Summit Electrical Installations Ltd  TC 06006 First Tier Tribunal case successfully challenged HMRC’s published guidance on the VAT treatment of construction services provided by sub-contractors working on new build student accommodation. The case, important to both main and subcontractors, concerned HMRC’s policy on the zero rate for construction of student accommodation. As a fee protection client, Summit were supported and represented by Croner Taxwise.
Summit Electrical Installations Limited were contracted by a main contractor to supply and install the electrics for a development of student accommodation. HMRC’s published policy in VAT Notice 708 advises that it is possible for the construction of a new building to qualify for zero-rated construction services as both a dwelling/dwellings AND a building to be used for a relevant residential purpose. For the zero rate to apply to the construction of a relevant residential building, the developer must provide a certificate to the main contractor certifying how the building will be used, and on that basis, the main contractor alone is able to use that certificate to zero rate his services. The policy further states that where a developer of a building which would qualify on both counts chooses to issue a certificate of relevant residential use to the main contractor, this will prevent those working on the building who do not hold certificates, i.e. the sub-contractors, from zero-rating the services they provide to the main contractor on the basis that the building is a dwelling, which has the potential to cause significant cash flow issues for the main contractor.

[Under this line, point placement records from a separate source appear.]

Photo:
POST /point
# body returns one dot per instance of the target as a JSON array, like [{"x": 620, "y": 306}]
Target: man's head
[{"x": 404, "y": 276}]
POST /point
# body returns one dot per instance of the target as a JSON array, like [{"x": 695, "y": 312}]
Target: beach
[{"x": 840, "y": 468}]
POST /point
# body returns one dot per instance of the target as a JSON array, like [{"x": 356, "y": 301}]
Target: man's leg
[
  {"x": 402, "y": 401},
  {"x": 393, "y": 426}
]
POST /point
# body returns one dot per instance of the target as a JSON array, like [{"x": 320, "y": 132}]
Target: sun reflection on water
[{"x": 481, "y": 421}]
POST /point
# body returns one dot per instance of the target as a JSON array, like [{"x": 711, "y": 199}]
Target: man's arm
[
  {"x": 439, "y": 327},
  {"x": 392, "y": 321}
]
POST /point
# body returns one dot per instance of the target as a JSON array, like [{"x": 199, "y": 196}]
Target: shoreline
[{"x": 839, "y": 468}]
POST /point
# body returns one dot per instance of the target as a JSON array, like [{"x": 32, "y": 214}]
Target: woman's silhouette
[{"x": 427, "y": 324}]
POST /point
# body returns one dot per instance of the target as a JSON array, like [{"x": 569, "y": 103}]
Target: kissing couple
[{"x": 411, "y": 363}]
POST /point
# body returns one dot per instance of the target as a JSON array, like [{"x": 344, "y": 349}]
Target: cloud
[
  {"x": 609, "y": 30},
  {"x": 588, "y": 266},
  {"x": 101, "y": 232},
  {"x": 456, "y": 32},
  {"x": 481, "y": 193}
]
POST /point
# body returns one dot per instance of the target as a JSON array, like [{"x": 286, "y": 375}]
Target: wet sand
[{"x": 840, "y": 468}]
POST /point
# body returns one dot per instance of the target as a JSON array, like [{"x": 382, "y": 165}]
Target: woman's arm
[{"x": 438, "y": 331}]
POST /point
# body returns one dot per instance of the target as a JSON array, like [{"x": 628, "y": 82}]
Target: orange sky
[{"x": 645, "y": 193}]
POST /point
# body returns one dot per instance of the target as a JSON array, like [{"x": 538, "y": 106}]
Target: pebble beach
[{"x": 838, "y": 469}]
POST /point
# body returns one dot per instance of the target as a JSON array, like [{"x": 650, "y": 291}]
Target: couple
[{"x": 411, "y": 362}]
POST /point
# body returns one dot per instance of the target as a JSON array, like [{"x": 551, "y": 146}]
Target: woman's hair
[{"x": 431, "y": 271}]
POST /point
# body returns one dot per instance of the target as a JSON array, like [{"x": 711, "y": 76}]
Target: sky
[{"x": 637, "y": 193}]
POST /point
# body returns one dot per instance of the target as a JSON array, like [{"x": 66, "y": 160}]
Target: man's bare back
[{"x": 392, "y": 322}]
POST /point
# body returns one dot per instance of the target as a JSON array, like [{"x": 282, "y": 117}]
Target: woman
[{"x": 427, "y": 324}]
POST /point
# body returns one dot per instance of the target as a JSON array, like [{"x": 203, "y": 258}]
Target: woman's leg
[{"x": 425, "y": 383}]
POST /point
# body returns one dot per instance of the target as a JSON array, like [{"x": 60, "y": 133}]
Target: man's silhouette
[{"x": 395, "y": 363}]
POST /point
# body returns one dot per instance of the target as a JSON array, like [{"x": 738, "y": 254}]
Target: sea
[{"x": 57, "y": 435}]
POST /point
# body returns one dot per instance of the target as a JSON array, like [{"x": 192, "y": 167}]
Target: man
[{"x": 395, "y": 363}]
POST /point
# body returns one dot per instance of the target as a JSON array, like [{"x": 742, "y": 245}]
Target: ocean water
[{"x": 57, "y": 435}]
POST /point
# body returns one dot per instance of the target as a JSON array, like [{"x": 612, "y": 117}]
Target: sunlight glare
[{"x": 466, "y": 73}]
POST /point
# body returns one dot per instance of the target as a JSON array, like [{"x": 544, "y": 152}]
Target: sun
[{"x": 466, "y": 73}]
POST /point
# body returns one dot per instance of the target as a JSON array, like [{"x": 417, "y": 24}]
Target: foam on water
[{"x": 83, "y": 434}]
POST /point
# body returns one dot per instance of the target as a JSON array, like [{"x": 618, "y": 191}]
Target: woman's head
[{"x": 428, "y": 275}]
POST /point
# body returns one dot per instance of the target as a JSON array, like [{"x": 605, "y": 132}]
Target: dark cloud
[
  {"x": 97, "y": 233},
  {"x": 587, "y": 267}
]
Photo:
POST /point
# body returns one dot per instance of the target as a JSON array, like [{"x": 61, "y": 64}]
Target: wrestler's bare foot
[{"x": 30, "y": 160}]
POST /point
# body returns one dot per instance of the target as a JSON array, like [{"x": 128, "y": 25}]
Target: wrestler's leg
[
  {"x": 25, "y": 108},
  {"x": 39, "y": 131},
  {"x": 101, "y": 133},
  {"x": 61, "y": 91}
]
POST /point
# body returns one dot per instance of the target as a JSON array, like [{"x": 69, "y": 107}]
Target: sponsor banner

In the Tribunal, HMRC initially unsuccessfully challenged the zero rating by Summit on the basis that a planning condition restricting occupation of the units to students of the Universities of Leicester.
The Tribunal then considered whether there was any legal basis for HMRC’s policy within VATA 94 Schedule 8 Group 5, Notes 2, 4 and 12, which would apply to limit Item 1 (a) where a certificate has been issued, and found that there to be “absolutely no basis for HMRC’s policy”.
The correct liability to tax in this case, as in most cases, was not discretionary, any subcontractor can establish for itself whether the building it is constructing meets the conditions to be a dwelling as in Note 2. If the building meets those requirements, the sub-contractor’s services will be zero-rated.
While a First Tier Tribunal does not create precedent, the strength of the Judge’s opinion that there was no basis in law for HMRC’s stated policy in limiting the circumstances in which sub-contractors can zero-rate provides reasonable grounds for subcontractors to zero rate where the building under construction is a building is designed as a dwelling or number of dwellings. At this point, we should point out that HMRC have asked permission to appeal the decision made in the Summit case on the basis that the building they were working on was not designed as a number of dwellings on the basis of the perceived occupancy restriction.
In the event of a challenge from HMRC to sub-contractors choosing to zero rate the services of constructing a new dwelling where a certificate has been issued by the developer to the main contractor, the decision to zero rate where the building under construction is a dwelling is arguably not careless if consideration is required to be given to the potential issuing of penalties.